Most of my reporting has been in the education field, and I’ve always encouraged school officials to be open and accessible. Thankfully, most of them are. Years ago, I covered a sexual assault that took place in a high school football press box during school hours. I was among several reporters sent to the school, where Superintendent Harry Reynolds was investigating. He was in a closed-door meeting when we arrived, so we waited outside for a while. When he emerged, we followed him to his car, asking for any information he could share. We hoped he would tell us that whoever was responsible would be punished, that students were safe, and that classes had resumed. Instead, he briskly walked past us, hands in the air, saying only “No comment,” as if he had just been arrested for grand theft. That’s what you saw on the news. His relationship with the media only went downhill from there.

I’ve seen some elected officials go for years without saying much at their public meetings. Rarely a comment, never a question. Once, I asked a school board member about a tight-lipped colleague, and was told, “I think he only shows up because we get a free meal afterward.” Sometimes, they have good reason to remain quiet. On one occasion, board members approved a generous bonus for the superintendent. It was a close vote, and some in the audience were outraged. The next day, I tracked down the board member who had cast the deciding vote, and he told me, on camera, that he didn’t know what he was voting for. He had intended to vote the other way. Maybe he should have asked some questions?

Recently, Hamilton County Superintendent Rick Smith has come under fire for being elusive during the recent Ooltewah High basketball team rape/assault investigation.  Granted, it happened over the holidays.  School was out, and he, along with many others were on vacation.  Other than a brief statement to one media outlet, saying the three arrested students were suspended from school, Smith did not return calls from the media. (To be fair, Smith has been quite open with me in recent years on several tough stories.  He has not responded to my calls about this one).

Meanwhile, the questions from the public were overflowing.  Fueled by social media, talk shows and news reports, people were outraged, and no wonder.  This was easily the most sordid, widely publicized incident in recent school district history.  A 15-year-old freshman, brutally attacked and violated by three older students (one of whom reportedly took video).  The story was picked up by media outlets around the world.  If ever there was a time for crisis management, this was it.  This was no budget battle, no textbook shortage, no leaky roof.  This was a safety issue that cut to the heart of every Hamilton County parent.  “Who’s looking after our children?” was asked repeatedly, with no one standing in front of Central Office to answer.
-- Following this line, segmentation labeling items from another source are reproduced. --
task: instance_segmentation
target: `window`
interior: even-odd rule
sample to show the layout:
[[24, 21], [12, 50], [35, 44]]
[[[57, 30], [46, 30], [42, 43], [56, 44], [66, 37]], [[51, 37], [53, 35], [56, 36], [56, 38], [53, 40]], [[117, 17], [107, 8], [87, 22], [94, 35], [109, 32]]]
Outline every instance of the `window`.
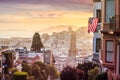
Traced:
[[101, 23], [101, 10], [96, 10], [96, 17], [98, 18], [98, 23]]
[[100, 49], [101, 49], [101, 39], [97, 38], [96, 39], [96, 52], [99, 52]]
[[106, 41], [106, 62], [113, 62], [113, 40]]

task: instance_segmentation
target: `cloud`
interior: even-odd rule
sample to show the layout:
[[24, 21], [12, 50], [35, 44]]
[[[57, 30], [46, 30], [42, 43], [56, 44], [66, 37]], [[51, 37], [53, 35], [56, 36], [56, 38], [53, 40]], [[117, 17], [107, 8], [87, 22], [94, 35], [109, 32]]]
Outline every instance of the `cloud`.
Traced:
[[[0, 3], [12, 5], [12, 9], [18, 10], [72, 10], [92, 11], [91, 0], [0, 0]], [[14, 4], [17, 4], [14, 6]], [[7, 5], [7, 6], [9, 6]], [[9, 8], [11, 8], [11, 5]], [[13, 7], [14, 6], [14, 7]]]
[[67, 31], [69, 27], [72, 27], [73, 30], [77, 30], [78, 26], [73, 26], [73, 25], [59, 25], [59, 26], [51, 26], [48, 28], [44, 28], [42, 30], [39, 30], [37, 32], [40, 33], [52, 33], [52, 32], [61, 32], [61, 31]]

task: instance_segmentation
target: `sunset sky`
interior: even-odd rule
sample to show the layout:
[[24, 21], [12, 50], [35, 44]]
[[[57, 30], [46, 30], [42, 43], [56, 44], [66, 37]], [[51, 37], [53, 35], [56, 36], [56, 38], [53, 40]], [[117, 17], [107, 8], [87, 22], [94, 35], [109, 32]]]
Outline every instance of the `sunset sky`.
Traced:
[[88, 25], [92, 11], [92, 0], [0, 0], [0, 38], [32, 37], [68, 25], [76, 30]]

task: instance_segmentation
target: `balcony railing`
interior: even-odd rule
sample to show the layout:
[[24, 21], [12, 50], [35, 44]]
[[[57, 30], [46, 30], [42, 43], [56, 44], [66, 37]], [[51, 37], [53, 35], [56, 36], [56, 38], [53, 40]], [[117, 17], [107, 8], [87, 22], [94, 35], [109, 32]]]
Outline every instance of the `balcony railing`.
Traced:
[[110, 30], [118, 30], [120, 29], [120, 15], [119, 16], [112, 16], [110, 17]]

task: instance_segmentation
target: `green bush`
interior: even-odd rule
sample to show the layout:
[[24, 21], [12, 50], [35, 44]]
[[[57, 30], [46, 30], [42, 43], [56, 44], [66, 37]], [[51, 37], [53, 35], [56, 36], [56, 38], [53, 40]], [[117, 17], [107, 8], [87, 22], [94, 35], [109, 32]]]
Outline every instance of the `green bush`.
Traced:
[[13, 76], [14, 76], [14, 80], [26, 80], [28, 73], [27, 72], [15, 72]]
[[99, 74], [99, 68], [95, 67], [94, 69], [91, 69], [90, 71], [88, 71], [88, 76], [89, 76], [89, 80], [95, 80], [96, 76]]
[[107, 80], [107, 72], [98, 74], [95, 78], [95, 80]]
[[3, 79], [3, 76], [5, 77], [5, 80], [11, 80], [11, 78], [8, 74], [0, 74], [0, 80]]

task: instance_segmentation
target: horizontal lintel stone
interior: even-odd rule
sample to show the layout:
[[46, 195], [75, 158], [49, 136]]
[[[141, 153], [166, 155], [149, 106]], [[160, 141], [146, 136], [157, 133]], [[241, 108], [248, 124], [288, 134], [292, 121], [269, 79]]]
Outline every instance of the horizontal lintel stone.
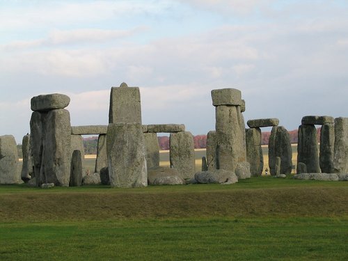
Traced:
[[232, 88], [212, 90], [213, 106], [230, 105], [242, 106], [242, 93]]
[[71, 134], [73, 135], [106, 134], [108, 125], [72, 126]]
[[273, 127], [279, 125], [279, 120], [276, 118], [267, 119], [249, 120], [246, 124], [251, 128], [260, 128], [262, 127]]
[[326, 123], [333, 123], [335, 119], [331, 116], [303, 116], [301, 123], [303, 125], [322, 125]]
[[33, 97], [30, 101], [33, 111], [48, 111], [64, 109], [70, 102], [70, 98], [64, 94], [52, 93]]
[[[144, 128], [143, 127], [143, 128]], [[148, 125], [147, 132], [180, 132], [185, 131], [183, 124], [153, 124]]]

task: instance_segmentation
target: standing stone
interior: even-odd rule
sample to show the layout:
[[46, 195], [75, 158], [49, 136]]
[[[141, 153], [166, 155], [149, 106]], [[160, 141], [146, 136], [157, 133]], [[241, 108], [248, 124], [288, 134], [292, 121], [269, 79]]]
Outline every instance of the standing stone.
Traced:
[[[246, 129], [246, 159], [250, 164], [250, 173], [253, 176], [260, 176], [263, 170], [263, 155], [261, 148], [261, 129]], [[236, 173], [237, 174], [237, 173]]]
[[322, 172], [332, 173], [333, 171], [333, 146], [335, 145], [335, 126], [333, 123], [322, 125], [319, 163]]
[[280, 172], [279, 174], [290, 174], [292, 169], [292, 149], [290, 136], [287, 130], [283, 126], [278, 126], [277, 128], [275, 153], [276, 157], [280, 158]]
[[106, 134], [100, 134], [98, 136], [98, 147], [97, 149], [97, 159], [95, 159], [95, 173], [100, 173], [100, 170], [108, 166], [106, 155]]
[[207, 164], [209, 170], [216, 168], [216, 132], [210, 131], [207, 135]]
[[246, 161], [245, 129], [239, 106], [216, 107], [216, 168], [235, 171], [239, 162]]
[[125, 83], [112, 87], [110, 93], [109, 123], [141, 124], [141, 107], [139, 87], [128, 87]]
[[29, 143], [34, 166], [31, 177], [36, 177], [37, 185], [40, 185], [40, 173], [42, 161], [43, 139], [47, 115], [47, 113], [34, 111], [31, 113], [30, 119], [31, 139]]
[[159, 166], [159, 146], [156, 133], [144, 133], [148, 169]]
[[281, 165], [280, 157], [276, 157], [276, 166], [274, 168], [274, 171], [275, 171], [276, 176], [278, 176], [280, 174], [280, 165]]
[[33, 166], [30, 149], [30, 134], [26, 134], [22, 141], [22, 152], [23, 154], [23, 164], [22, 165], [21, 178], [24, 182], [31, 179]]
[[17, 184], [20, 181], [15, 137], [12, 135], [0, 136], [0, 184]]
[[148, 186], [148, 173], [141, 123], [111, 123], [106, 150], [112, 187]]
[[271, 131], [268, 141], [268, 165], [271, 175], [276, 175], [276, 138], [278, 127], [274, 126]]
[[84, 169], [84, 159], [85, 159], [85, 149], [84, 146], [84, 139], [81, 135], [72, 135], [71, 136], [71, 145], [70, 145], [70, 153], [72, 157], [72, 154], [74, 150], [79, 150], [81, 156], [81, 168], [82, 173], [85, 173]]
[[82, 168], [82, 155], [81, 150], [74, 150], [71, 159], [71, 171], [69, 186], [80, 187], [82, 184], [83, 173], [84, 170]]
[[177, 170], [184, 179], [195, 173], [193, 136], [189, 132], [171, 133], [169, 137], [171, 167]]
[[207, 164], [207, 159], [205, 157], [202, 157], [202, 171], [207, 171], [208, 165]]
[[68, 187], [71, 160], [71, 126], [69, 111], [58, 109], [47, 115], [40, 184]]
[[304, 163], [308, 173], [320, 173], [317, 129], [314, 125], [301, 125], [299, 127], [297, 162]]
[[335, 119], [333, 172], [348, 173], [348, 118]]

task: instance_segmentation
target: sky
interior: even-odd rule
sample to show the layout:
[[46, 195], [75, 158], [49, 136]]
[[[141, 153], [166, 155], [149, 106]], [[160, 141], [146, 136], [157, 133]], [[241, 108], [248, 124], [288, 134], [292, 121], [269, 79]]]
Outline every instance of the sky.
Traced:
[[[215, 129], [211, 90], [245, 121], [348, 117], [348, 1], [0, 0], [0, 135], [30, 132], [31, 97], [68, 95], [72, 125], [107, 125], [111, 87], [141, 90], [143, 124]], [[265, 131], [267, 129], [264, 129]]]

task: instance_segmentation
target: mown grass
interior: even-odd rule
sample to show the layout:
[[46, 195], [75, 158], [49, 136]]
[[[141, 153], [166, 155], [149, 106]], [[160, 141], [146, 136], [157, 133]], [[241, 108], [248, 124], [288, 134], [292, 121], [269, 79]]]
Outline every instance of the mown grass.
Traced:
[[345, 260], [348, 184], [0, 186], [0, 260]]

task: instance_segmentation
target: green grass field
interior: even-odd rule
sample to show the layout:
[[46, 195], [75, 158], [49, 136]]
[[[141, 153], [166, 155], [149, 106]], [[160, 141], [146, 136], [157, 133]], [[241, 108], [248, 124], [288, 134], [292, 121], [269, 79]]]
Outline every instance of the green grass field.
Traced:
[[345, 260], [344, 182], [0, 186], [0, 260]]

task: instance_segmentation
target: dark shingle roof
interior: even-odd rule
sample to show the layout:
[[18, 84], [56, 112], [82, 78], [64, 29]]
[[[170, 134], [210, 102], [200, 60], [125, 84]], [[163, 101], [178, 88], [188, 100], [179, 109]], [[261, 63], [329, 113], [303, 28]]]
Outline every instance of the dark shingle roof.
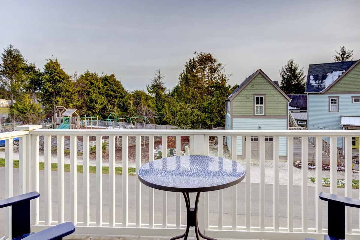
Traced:
[[278, 82], [277, 81], [273, 81], [273, 82], [274, 82], [274, 83], [275, 83], [275, 84], [276, 84], [276, 86], [277, 86], [278, 87], [279, 87], [279, 88], [280, 88], [280, 86], [279, 85], [279, 82]]
[[292, 94], [288, 96], [292, 100], [289, 103], [289, 110], [307, 110], [307, 94]]
[[310, 64], [307, 72], [305, 92], [320, 92], [357, 61]]
[[232, 97], [233, 95], [234, 94], [235, 94], [235, 93], [236, 93], [236, 92], [237, 92], [238, 91], [239, 89], [240, 89], [240, 88], [241, 88], [241, 87], [242, 87], [244, 85], [244, 84], [245, 84], [247, 82], [247, 81], [248, 81], [251, 78], [251, 77], [252, 77], [253, 76], [254, 74], [255, 74], [255, 73], [256, 73], [256, 72], [257, 72], [257, 71], [256, 71], [255, 72], [255, 73], [253, 73], [251, 75], [250, 75], [250, 76], [249, 76], [249, 77], [247, 77], [247, 78], [246, 78], [246, 79], [244, 81], [244, 82], [242, 82], [240, 85], [239, 85], [239, 87], [238, 87], [236, 89], [235, 89], [235, 90], [234, 90], [234, 91], [232, 93], [231, 93], [231, 94], [230, 94], [230, 95], [229, 95], [229, 97], [228, 97], [228, 98], [227, 98], [226, 99], [225, 99], [225, 100], [226, 101], [227, 100], [228, 100], [230, 99], [230, 98], [231, 97]]

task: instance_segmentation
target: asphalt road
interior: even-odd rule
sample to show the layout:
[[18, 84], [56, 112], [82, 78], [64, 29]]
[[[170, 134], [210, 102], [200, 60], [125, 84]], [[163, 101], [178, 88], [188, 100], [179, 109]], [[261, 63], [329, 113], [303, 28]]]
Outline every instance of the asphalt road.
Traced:
[[[52, 217], [56, 221], [57, 218], [57, 172], [52, 172]], [[0, 167], [0, 179], [5, 180], [5, 168]], [[18, 195], [18, 169], [14, 169], [14, 195]], [[90, 221], [96, 222], [96, 176], [95, 174], [90, 174]], [[103, 175], [103, 221], [108, 222], [109, 214], [109, 175]], [[69, 186], [70, 173], [65, 172], [65, 185]], [[129, 219], [130, 223], [135, 221], [135, 176], [129, 176]], [[45, 219], [44, 197], [44, 171], [40, 171], [40, 206], [39, 218]], [[81, 222], [83, 219], [83, 179], [82, 174], [77, 174], [77, 218], [78, 221]], [[122, 176], [116, 176], [116, 222], [122, 222]], [[252, 226], [259, 226], [259, 184], [251, 184], [251, 225]], [[323, 187], [323, 191], [328, 192], [329, 188]], [[273, 186], [272, 184], [266, 184], [265, 186], [265, 227], [271, 227], [273, 224]], [[66, 188], [65, 190], [65, 220], [69, 221], [70, 214], [70, 188]], [[315, 228], [315, 188], [314, 187], [308, 187], [309, 193], [308, 225], [310, 228]], [[279, 210], [279, 225], [280, 227], [286, 227], [287, 225], [287, 186], [280, 185], [279, 186], [280, 202]], [[338, 194], [343, 195], [344, 189], [338, 188]], [[4, 198], [5, 188], [4, 184], [0, 184], [0, 199]], [[245, 184], [240, 183], [237, 186], [237, 226], [245, 226]], [[155, 190], [155, 199], [156, 203], [155, 210], [155, 222], [161, 224], [162, 223], [162, 191]], [[231, 226], [231, 188], [224, 190], [223, 224], [224, 226]], [[301, 186], [295, 186], [294, 189], [294, 227], [301, 227]], [[354, 197], [359, 196], [359, 189], [353, 189], [352, 195]], [[142, 185], [141, 187], [141, 222], [144, 223], [149, 222], [149, 188]], [[175, 194], [169, 192], [168, 193], [168, 223], [169, 224], [175, 223]], [[209, 193], [209, 224], [210, 225], [217, 225], [218, 192], [214, 191]], [[185, 208], [185, 202], [181, 196], [181, 224], [186, 223], [186, 212]], [[323, 202], [323, 227], [327, 228], [327, 203]], [[4, 216], [4, 209], [0, 209], [0, 216]], [[354, 209], [352, 213], [353, 229], [359, 228], [359, 210]], [[0, 218], [0, 236], [4, 235], [4, 219]]]

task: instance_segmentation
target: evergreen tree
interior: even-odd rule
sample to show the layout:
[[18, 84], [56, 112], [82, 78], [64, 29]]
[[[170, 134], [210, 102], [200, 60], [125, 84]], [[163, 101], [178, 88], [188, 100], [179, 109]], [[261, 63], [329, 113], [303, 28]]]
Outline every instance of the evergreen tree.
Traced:
[[166, 87], [162, 79], [165, 76], [161, 74], [160, 69], [154, 73], [151, 79], [151, 84], [147, 85], [148, 92], [155, 99], [156, 109], [155, 122], [158, 124], [165, 125], [168, 123], [165, 118], [167, 111], [165, 108], [166, 101]]
[[344, 62], [346, 61], [352, 61], [353, 59], [352, 52], [354, 50], [346, 50], [346, 48], [343, 46], [340, 47], [340, 52], [338, 52], [335, 50], [336, 54], [333, 56], [333, 59], [336, 62]]
[[77, 79], [79, 114], [88, 116], [100, 116], [100, 110], [106, 104], [101, 80], [96, 73], [88, 70]]
[[24, 124], [37, 124], [45, 116], [40, 104], [36, 104], [30, 94], [25, 94], [14, 104], [12, 118]]
[[281, 78], [280, 88], [286, 94], [302, 94], [305, 91], [305, 75], [303, 67], [290, 59], [279, 71]]
[[118, 116], [125, 114], [129, 108], [129, 94], [122, 84], [113, 73], [103, 75], [100, 79], [107, 101], [101, 109], [101, 115], [107, 117], [110, 113]]
[[4, 49], [1, 59], [0, 81], [2, 87], [8, 91], [12, 105], [23, 87], [26, 62], [19, 49], [11, 45]]
[[[180, 127], [211, 128], [225, 125], [224, 101], [230, 94], [227, 85], [230, 75], [224, 65], [210, 53], [194, 53], [185, 63], [168, 115], [171, 123]], [[174, 111], [175, 110], [175, 111]]]
[[74, 83], [61, 68], [57, 59], [46, 61], [44, 65], [41, 94], [43, 105], [47, 111], [53, 112], [57, 106], [72, 108], [77, 104]]
[[25, 69], [26, 84], [25, 86], [26, 92], [31, 93], [33, 102], [37, 98], [37, 94], [41, 90], [42, 86], [42, 73], [37, 68], [35, 64], [28, 64]]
Ironically, two months ago, I stood in front of every Hamilton County school district principal and Central Office administrator, speaking on this very subject.  For years, I had requested an audience with this group to talk about crisis management.  The school district has not had a communications director in several years, and the most recent one did little to improve the situation.  One of her most notorious directives to principals was, “When interviewed by a reporter, how you look is more important than what you say.”  That may be the worst advice ever.

So I gladly accepted the invitation to discuss school/media relations.  I had done the same program for many area school districts, but not Hamilton.  I covered the basics: how to request news coverage, what to expect when a reporter calls, and of course how to deal with a crisis.  First and foremost, be responsive, be available, and tell the truth.  Certainly, there are many cases, like the Ooltewah story, when you can’t tell the media every detail.  You can, however assure the public that an investigation is underway. You can tell us that if mistakes were made, they won’t be repeated, and you can assure us our children are safe. A “no comment” will never do, and in this nonstop news cycle, even during the holidays, if something terrible has happened, you have to step up and face the cameras.

Thankfully, some of those in the audience paid attention that day, just like kids do in classrooms across Hamilton County.  Unfortunately, others may have been doodling or daydreaming.

As one School Board member said this week, expressing disappointment in the lack of response to the Ooltewah crisis, “If a house is on fire, someone must respond.  And our house was on fire.”

Well said.  As I've told many public officials: If you can’t stand the heat, why did you want to work in the kitchen?